Desde os “caras pintadas” da era Collor não se via tanta disposição, a demonstrar que os exércitos estudantis são os primeiros a usar a musculatura e a entrar no palco de guerra, caso tenham motivo para tanto.
A mobilização estudantil ganha expressão diante de uma paisagem urbana tradicionalmente ocupada por soldados comandados por Centrais Sindicais.
Nas últimas décadas, vale lembrar, infiltraram-se elas nas entranhas do Estado, em conluio que deixa transparecer preocupação com os cofres. (Basta anotar as grandes concentrações de massas a cargo das Centrais nas festas do 1º de maio, animadas por sorteios de casas e carros).
É saudável, portanto, enxergar grupamentos jovens voltando às passeatas, empunhando bandeiras e fazendo ecoar demandas e palavras de ordem. Ocorre que, para ser eficaz, a locução cívica dos estudantes carecerá, doravante, de clarificação de metas, sob pena de suas vozes se perderem na polifonia de uma Torre de Babel.
Não se quer dizer que tenham de esquecer o discurso que clama por mudanças em muitas frentes, como este que costurou o pano de fundo da reivindicação da tarifa zero para as passagens de ônibus.
Governantes e atores políticos de todas as instâncias precisam ser monitorados, avaliados, cobrados e, assim, perceber que há vigilantes cívicos fazendo ronda no entorno de palácios, sedes de governo, cúpulas congressuais, assembleias e câmaras.

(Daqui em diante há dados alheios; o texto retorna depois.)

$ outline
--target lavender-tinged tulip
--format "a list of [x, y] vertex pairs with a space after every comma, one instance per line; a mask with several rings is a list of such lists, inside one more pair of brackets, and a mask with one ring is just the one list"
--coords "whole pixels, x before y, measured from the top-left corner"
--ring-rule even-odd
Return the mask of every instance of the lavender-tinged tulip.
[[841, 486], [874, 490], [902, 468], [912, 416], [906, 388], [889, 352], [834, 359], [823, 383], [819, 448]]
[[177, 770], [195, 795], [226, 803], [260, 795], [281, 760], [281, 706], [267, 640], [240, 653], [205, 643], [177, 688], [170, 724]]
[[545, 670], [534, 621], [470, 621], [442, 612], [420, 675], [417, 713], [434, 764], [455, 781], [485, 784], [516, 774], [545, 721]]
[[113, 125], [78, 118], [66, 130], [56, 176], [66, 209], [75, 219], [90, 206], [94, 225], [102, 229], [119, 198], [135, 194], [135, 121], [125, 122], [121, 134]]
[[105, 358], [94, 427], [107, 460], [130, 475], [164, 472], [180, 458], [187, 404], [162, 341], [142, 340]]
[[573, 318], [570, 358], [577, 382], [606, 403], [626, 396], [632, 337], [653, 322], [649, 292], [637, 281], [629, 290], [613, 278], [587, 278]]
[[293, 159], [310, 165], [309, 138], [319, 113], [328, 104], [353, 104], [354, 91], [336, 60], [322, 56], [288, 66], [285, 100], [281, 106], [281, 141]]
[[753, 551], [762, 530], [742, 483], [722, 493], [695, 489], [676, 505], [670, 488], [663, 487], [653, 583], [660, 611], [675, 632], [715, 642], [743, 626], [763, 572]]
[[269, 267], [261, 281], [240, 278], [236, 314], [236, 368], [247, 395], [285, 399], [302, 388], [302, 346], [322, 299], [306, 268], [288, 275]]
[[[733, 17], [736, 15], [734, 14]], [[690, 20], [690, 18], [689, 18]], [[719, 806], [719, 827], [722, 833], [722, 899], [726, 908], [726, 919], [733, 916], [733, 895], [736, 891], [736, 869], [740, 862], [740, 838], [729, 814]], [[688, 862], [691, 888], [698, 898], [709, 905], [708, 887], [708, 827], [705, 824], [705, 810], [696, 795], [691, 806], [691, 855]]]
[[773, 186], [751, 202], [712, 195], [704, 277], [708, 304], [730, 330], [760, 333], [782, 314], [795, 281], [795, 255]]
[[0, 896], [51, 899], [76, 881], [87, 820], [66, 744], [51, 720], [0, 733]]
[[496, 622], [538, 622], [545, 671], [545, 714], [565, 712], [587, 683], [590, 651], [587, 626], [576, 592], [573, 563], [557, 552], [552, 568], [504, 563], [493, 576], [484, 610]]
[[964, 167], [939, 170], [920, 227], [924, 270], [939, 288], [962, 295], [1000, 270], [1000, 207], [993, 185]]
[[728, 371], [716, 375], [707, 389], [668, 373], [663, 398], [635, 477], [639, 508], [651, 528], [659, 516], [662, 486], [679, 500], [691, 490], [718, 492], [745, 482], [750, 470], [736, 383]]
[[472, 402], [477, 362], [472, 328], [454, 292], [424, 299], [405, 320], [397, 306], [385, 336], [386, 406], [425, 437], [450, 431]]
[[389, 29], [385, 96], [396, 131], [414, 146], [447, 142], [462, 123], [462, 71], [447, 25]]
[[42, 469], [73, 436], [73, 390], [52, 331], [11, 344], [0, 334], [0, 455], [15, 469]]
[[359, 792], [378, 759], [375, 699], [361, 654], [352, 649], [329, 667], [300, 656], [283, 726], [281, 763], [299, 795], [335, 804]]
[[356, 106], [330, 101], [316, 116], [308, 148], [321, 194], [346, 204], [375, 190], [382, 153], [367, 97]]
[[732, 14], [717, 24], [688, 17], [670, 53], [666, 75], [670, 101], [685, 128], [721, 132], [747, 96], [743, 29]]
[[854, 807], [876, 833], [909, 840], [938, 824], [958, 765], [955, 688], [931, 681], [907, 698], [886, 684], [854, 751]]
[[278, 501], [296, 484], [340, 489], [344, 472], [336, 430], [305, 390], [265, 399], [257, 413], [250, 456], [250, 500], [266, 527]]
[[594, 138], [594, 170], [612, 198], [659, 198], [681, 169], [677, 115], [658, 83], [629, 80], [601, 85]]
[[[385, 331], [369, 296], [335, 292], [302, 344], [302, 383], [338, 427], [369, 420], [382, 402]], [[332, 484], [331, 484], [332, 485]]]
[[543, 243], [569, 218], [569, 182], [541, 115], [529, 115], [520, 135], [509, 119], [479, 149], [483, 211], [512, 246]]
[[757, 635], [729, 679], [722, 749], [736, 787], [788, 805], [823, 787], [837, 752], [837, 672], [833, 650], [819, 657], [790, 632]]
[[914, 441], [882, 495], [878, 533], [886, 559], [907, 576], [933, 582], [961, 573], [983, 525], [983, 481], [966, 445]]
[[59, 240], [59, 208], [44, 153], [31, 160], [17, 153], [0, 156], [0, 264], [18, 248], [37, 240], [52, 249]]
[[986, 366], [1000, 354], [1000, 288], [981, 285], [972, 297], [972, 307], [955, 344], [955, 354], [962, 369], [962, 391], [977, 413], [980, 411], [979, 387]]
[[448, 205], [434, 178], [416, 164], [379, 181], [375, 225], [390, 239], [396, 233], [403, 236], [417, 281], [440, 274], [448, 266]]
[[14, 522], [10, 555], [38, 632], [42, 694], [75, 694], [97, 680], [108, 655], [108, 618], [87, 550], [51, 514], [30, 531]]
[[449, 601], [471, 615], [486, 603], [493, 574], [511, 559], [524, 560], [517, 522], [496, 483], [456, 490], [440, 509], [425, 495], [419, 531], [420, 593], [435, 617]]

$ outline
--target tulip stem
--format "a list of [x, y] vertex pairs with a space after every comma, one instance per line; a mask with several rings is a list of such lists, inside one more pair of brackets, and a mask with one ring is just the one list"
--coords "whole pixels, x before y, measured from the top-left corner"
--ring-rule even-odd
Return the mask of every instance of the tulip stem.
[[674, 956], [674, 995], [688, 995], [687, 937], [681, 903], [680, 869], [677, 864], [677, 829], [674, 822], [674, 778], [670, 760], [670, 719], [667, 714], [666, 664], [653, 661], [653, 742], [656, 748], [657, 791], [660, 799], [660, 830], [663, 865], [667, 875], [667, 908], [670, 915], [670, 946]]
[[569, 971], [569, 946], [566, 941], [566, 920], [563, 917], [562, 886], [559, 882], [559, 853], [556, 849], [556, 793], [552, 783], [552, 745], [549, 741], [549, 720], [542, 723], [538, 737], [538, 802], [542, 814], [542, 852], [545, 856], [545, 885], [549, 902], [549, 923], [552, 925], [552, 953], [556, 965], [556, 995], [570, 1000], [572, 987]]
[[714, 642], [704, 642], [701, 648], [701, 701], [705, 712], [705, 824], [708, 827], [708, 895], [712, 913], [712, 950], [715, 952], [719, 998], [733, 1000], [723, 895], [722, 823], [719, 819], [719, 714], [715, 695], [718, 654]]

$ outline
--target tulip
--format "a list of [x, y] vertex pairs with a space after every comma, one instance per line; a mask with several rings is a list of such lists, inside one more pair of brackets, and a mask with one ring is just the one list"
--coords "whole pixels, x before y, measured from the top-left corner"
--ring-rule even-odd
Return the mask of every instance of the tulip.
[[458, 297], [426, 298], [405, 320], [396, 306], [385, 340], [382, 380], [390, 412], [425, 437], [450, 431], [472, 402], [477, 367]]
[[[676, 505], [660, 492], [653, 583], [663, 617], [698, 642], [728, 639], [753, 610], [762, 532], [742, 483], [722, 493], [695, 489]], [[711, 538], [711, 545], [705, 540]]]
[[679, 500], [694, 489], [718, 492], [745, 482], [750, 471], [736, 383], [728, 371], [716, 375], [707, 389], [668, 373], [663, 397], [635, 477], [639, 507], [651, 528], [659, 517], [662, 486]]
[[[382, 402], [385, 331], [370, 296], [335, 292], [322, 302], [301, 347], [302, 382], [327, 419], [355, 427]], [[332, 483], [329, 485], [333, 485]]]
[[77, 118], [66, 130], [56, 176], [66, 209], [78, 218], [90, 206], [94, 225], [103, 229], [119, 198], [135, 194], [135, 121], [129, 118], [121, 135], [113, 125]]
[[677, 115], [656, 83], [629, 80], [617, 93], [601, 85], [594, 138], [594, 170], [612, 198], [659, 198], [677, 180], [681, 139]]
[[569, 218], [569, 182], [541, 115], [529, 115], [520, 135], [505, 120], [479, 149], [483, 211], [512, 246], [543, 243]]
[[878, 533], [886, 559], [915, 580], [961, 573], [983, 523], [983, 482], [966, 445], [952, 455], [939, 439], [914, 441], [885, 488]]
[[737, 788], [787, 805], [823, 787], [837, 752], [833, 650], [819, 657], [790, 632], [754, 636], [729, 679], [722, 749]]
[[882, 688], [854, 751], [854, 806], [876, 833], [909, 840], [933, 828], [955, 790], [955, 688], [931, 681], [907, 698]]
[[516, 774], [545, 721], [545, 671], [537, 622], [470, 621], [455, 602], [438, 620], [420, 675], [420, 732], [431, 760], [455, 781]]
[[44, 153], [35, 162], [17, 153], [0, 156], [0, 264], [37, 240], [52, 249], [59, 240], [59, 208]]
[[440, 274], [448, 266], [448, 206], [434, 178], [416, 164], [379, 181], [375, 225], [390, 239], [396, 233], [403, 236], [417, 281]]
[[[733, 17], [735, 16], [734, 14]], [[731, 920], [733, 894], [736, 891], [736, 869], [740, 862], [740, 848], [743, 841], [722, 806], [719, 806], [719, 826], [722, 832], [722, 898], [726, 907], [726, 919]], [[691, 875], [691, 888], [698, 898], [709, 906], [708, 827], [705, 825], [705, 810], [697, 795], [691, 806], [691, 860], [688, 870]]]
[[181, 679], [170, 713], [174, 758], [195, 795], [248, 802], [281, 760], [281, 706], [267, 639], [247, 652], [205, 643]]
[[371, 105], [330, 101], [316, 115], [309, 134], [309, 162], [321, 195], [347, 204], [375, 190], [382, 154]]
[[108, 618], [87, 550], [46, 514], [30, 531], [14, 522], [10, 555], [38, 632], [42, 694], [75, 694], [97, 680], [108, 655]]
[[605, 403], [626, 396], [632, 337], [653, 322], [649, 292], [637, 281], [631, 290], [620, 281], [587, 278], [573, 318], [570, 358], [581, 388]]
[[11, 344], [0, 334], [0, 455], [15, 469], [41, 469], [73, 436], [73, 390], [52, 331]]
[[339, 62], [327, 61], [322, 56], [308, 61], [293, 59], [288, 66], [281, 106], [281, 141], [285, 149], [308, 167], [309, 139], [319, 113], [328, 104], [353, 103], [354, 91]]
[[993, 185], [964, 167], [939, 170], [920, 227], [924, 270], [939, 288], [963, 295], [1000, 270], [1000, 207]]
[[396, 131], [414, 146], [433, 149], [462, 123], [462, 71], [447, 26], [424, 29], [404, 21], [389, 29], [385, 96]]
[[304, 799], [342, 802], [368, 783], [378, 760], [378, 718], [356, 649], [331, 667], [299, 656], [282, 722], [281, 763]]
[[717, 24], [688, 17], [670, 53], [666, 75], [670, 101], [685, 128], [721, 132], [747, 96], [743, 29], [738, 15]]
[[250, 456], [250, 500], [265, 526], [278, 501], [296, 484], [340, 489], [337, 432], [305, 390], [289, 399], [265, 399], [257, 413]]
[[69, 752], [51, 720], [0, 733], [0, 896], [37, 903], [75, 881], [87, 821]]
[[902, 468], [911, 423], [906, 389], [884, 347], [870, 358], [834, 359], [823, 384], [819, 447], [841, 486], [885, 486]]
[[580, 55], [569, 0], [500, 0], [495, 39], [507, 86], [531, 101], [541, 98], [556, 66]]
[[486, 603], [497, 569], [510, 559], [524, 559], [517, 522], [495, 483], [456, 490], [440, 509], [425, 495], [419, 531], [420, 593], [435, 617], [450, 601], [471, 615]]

Mas, para efeito de resultados imediatos, as manifestações de caráter massivo necessitam abrigar metas, de acordo com parâmetros de bom senso e capazes de abrir diálogo entre partes.
Nessa trilha e por conexão com a redução de tarifas, seria razoável que, nesse momento, os entes municipais e estaduais se debruçassem sobre os meios de mobilidade urbana, refazendo programas, reordenando cronogramas, com vistas à expansão dos sistemas e melhoria de qualidade dos serviços. Dessa forma, a movimentação adensará seu escopo e poderá obter mais vitórias.
O recado das ruas serve também de alerta para que gestores públicos passem a lupa sobre os serviços precários em todos os setores da vida cotidiana.
Afinal, aguda dissonância fere a sensibilidade tanto de plateias das cadeiras numeradas quanto de galeras das gerais: de um lado, a estética exuberante dos estádios de futebol, emoldurada por formas e traços futuristas, a denotar a absorção de avançados parâmetros tecnológicos; de outro, a acanhada e esburacada estrutura de serviços, cuja estética é pontilhada por corredores de hospitais locupletados de macas, filas quilométricas em postos de atendimento, superpopulação nos meios de transporte, vielas e becos apinhados de jovens drogados, chacinas seriadas nas periferias.
Para completar o cenário de contrastes, a falta de ônibus para acesso rápido aos majestosos estádios e a indignação por se cobrar de torcedores 8 reais por um cachorro quente. A imagem que se tem é a do reizinho que tenta esconder doenças nas habitações de seu reino com paredes folheadas de ouro.
Chama atenção o fato de que as manifestações se desenvolvem sob o empuxo de integrantes de grupamentos centrais: estudantes de curso superior (e seus pais), simpatizantes de partidos de esquerda, punks, ativistas em defesa de igualdade de gêneros e minorias, funcionários públicos, profissionais liberais etc.
Os exércitos periféricos não formam os maiores volumes dos contingentes. Sabendo-se que as correntes centrais influenciam as margens (a pedra jogada no centro faz marolas que chegam à beira do lago), pode-se imaginar desdobramento perigoso caso bolsões miseráveis sejam afetados em sua parte mais sensível, o bolso. Nesse caso (Deus nos livre dessa ameaça), a fome se juntaria com a vontade de comer.